During my mom's marriage to Denzel, every time we went to her house for a holiday dinner, events would follow pretty much the same pattern: Denzel would head for the bar and start drinking, my mother and my sisters and I would have dinner and enjoy one another's company, then Denzel would come home drunk and start some obnoxious huge fight with my mother that sometimes ended in violence. I had started to worry that one of these days, he was going to come home drunk and just shoot us all, a la James Ruppert. Every holiday that went by, I was more convinced that we were all goners. I started to refer to our eventual murders as Denzel 'pulling a Ruppert'.

So on this one Thanksgiving when I was in my very early twenties, we'd followed the usual pattern. Denzel had gone to get drunk, we'd had dinner, and I was sitting around afterwards feeling nervous and uneasy. We heard a car pull into the driveway and my sister went to look out. My mother asked, "who is it?" and my sister replied, without the slightest trace of alarm, "It's Denzel and he's carrying a bunch of guns." I was immediately on my feet and on the way out the sliding glass back door until I realized that no one else was running. So I stopped. And Denzel came in with his guns, went to his room, and didn't come out for the rest of the evening while we carried on visiting with each other.

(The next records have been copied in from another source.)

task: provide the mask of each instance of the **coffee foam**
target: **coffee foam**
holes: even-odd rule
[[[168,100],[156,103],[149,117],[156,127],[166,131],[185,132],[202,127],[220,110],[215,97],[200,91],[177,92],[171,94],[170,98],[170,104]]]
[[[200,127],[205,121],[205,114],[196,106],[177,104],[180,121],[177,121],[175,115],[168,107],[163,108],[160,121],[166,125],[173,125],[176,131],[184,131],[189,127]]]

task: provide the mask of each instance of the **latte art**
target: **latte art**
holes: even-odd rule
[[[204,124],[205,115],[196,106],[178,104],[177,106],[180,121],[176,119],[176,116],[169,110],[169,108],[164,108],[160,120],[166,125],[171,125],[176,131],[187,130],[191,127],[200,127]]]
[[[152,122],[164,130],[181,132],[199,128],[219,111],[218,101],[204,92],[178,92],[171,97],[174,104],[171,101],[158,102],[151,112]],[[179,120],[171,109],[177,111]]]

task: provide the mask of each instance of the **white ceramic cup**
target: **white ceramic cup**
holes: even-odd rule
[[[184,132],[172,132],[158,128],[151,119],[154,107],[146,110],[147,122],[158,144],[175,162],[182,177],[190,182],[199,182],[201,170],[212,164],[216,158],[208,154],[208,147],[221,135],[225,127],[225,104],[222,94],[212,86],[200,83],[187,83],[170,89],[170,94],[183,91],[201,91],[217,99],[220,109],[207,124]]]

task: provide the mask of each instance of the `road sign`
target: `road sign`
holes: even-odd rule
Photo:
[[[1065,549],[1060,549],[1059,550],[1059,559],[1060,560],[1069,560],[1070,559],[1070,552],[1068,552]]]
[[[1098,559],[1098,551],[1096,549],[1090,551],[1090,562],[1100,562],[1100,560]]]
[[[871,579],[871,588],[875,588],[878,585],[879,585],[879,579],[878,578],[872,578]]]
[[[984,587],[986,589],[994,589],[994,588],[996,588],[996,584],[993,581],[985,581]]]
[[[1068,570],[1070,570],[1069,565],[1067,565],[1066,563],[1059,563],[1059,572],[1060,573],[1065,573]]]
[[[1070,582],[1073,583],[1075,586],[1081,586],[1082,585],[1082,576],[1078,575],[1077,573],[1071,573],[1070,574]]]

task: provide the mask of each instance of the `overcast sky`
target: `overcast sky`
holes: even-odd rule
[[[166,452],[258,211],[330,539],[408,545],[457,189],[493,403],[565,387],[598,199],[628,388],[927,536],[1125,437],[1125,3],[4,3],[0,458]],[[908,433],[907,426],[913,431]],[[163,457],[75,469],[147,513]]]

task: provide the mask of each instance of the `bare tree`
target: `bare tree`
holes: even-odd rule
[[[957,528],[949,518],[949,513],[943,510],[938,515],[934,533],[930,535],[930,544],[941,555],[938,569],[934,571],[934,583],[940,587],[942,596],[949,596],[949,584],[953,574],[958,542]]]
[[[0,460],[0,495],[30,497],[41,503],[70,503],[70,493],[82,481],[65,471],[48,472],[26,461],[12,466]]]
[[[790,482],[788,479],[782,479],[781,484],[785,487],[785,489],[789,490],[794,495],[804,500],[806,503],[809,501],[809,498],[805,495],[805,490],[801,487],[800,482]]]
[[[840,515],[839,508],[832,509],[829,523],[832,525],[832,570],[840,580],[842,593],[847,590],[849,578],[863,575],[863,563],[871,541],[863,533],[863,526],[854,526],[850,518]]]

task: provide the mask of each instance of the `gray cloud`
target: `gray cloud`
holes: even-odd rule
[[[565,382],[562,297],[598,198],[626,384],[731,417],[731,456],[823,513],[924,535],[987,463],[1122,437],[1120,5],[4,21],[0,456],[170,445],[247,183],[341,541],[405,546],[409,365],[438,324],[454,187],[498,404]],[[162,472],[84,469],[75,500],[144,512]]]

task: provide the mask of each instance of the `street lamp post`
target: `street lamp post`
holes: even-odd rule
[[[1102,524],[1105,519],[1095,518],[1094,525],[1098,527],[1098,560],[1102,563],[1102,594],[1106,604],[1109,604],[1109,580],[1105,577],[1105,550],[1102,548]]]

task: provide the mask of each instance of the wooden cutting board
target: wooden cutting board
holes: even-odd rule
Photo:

So I guess what I learned was that my intuition wasn't all that great, because I sincerely thought we were all going to be shot, and it turned out to be the most peaceful holiday we'd had in years. And I also learned that even I didn't trust my own intuition. I stopped moving out the door when I realized no one else was coming, despite my entire being telling me to run. If he'd come out shooting, I would have ended up dead from the peer pressure to not run away. That would've pissed me right off too.
I love a good story. I love hearing them and I love telling them. Sometimes I think going through unpleasant experiences is almost worthwhile if you come out of it with a good story to tell. So I plan to tell stories here. Some of them will be my stories -- things which I've seen or experienced, some of them will be stories that others have told me, and probably I'll end up telling stories that I heard somewhere out in the world and which I thought were cool. This isn't going to be all uplifting or humorous stuff, although probably some of it will be. At least some of it will be humorous -- uplifting I'm not so sure about.

Basic facts about me just to give some background: I'm 38, a lesbian/mom/artist type person living in the deep south amongst the Baptists and Republicans. I come from people who if they aren't exactly poor white trash, aren't too far removed from that. I was freakishly smart as a kid and somehow grew into something of an underachiever as an adult. So that's who I am. More or less. I left out a lot of traits -- a lot of good ones, but I don't think all that's really necessary anyway.